Others have taken the same leap. Kristin Kopp started At Home Solutions, LLC, because she saw, first-hand, the pressure and frustration that seniors and their primary caregivers experienced. She saw their high level of aggravation, loneliness and confusion due to weak support systems and lack of awareness of the resources available to support them. After witnessing her clients’ living conditions that were impeding their safety (tattered flooring, broken window panes, poor lighting and cluttered rooms), she focused her plan on alleviating family stressors by offering additional caregiver assistance, home safety assessments and a vast database from which to draw additional support and resource ideas. Kopp describes her satisfaction by saying, “Working one-on-one with [my clients] over a length of time not only decreased the stress level for both themselves and their primary caregivers, but also allowed [them] the chance to live in a cleaner, safer, more secure home that they were proud of.”
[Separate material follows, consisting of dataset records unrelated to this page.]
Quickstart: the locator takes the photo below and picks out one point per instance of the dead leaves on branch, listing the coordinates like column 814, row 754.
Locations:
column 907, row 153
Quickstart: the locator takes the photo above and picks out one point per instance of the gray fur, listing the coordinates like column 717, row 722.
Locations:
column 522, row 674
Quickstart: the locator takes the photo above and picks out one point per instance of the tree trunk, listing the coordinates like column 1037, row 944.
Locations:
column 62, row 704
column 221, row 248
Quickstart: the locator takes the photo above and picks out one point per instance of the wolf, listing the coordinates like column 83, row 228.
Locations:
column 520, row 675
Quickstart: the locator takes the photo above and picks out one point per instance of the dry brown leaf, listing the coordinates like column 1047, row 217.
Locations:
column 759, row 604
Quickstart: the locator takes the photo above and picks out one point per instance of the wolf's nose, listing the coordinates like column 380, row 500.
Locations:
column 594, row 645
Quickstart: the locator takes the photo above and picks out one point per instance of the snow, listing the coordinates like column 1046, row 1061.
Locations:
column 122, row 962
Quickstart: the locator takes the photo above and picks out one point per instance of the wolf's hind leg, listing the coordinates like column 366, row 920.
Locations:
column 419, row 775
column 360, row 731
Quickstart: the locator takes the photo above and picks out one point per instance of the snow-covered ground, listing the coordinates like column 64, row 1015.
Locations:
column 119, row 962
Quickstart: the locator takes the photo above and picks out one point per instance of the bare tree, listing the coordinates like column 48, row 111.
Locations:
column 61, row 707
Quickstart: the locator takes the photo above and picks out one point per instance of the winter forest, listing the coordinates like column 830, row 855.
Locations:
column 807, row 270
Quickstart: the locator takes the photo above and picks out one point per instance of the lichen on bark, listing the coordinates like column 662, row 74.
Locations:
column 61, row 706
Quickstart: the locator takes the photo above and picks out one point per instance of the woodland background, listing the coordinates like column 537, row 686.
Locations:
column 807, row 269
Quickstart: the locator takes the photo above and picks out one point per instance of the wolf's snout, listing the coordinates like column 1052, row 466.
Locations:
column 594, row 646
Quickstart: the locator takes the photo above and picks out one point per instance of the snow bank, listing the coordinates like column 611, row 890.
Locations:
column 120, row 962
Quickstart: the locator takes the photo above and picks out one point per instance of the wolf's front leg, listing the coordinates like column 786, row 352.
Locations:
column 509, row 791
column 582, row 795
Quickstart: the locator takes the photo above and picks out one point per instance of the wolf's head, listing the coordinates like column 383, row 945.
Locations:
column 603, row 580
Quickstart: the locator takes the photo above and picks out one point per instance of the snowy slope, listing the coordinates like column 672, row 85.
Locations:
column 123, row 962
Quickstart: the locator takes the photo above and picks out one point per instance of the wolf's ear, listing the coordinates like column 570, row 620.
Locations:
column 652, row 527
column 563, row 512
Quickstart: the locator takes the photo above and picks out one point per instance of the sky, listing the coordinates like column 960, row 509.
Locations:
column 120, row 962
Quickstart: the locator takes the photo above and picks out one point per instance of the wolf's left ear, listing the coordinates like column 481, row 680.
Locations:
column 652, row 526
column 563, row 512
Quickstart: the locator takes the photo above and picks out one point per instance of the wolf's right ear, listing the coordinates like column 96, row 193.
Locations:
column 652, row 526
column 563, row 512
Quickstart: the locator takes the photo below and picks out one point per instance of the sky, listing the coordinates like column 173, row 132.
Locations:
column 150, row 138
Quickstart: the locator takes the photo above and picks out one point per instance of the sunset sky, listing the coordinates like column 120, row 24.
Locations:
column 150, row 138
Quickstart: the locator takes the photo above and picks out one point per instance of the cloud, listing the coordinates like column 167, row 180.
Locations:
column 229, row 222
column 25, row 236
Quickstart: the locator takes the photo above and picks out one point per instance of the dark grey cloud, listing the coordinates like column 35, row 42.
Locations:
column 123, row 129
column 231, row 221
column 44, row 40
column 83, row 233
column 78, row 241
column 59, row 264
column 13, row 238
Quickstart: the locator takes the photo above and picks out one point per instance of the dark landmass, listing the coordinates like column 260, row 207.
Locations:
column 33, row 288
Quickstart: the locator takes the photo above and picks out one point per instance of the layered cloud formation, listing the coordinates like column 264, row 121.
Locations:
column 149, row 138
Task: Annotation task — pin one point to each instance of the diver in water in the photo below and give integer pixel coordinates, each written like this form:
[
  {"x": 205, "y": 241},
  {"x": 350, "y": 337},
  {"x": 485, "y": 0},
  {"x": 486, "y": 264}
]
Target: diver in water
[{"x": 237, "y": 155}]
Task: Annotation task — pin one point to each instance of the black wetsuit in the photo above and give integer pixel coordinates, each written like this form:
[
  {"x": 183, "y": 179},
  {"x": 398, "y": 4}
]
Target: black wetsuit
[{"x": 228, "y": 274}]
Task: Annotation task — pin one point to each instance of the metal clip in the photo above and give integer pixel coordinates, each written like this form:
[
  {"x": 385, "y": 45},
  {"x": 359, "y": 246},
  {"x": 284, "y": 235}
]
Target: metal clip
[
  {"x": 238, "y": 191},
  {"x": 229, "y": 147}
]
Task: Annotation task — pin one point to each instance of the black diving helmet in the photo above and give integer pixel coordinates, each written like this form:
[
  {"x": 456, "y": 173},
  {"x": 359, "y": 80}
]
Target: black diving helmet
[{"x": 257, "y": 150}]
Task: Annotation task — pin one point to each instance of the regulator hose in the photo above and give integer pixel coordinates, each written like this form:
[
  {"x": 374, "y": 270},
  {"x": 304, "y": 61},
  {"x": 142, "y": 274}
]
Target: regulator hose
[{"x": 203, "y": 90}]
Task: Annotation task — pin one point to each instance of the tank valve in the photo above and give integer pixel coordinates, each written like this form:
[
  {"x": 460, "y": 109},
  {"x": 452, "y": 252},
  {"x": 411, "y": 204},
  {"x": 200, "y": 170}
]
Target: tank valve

Joyce McIntosh also jumped into entrepreneurship. During her more than 15 years of experience in providing community service, she amassed a wealth of experience as an intake coordinator for one of the largest adult day programs in Minnesota, a director for both a day program and transportation services, and a developer of start-up operations for a Medicare home care agency. Add in her B.A. in sociology and gerontology from the University of Minnesota, and she was well equipped to co-found Health Esteem Services, which provides physical therapy, personal, nursing and concierge services.

Cherie Lee Schmidt went the franchising route. Home Instead Senior Care, like Visiting Angels and Comfort Keepers, offers companionship, home helper, personal care and overnight services to her franchise in the central and western suburbs of Minneapolis. As a community service representative, she takes special care in matchmaking her clients with the appropriate caregivers.

Adina Goldstein’s story is unique in that she knows her client’s challenges first-hand. Not only did she create Don’t Sweat the Small Stuff to provide concierge services to homebound individuals, but she herself is living with multiple sclerosis, an autoimmune disease that affects the central nervous system. Despite vision and cooling issues, Adina is a woman on the go, with a mission that, ironically, aligns perfectly with the MS Society’s “Join the Movement” campaign.

It is no coincidence that these entrepreneurs in the caregiving industry are women. The typical informal caregiver is a married woman in her mid-forties to mid-fifties. She is employed full time and also spends an average of 20 hours-per-week on caregiving duties (Family Caregiver Alliance).

With 76 million baby boomers in our society today and considering that a full 45% of working baby boomers intend to work past the traditional retirement age of 65, this generation will be looking for services to support them in nontraditional working roles (AARP). If you’re looking for the services that these women provide, consider your options, remember their stories and give them a call.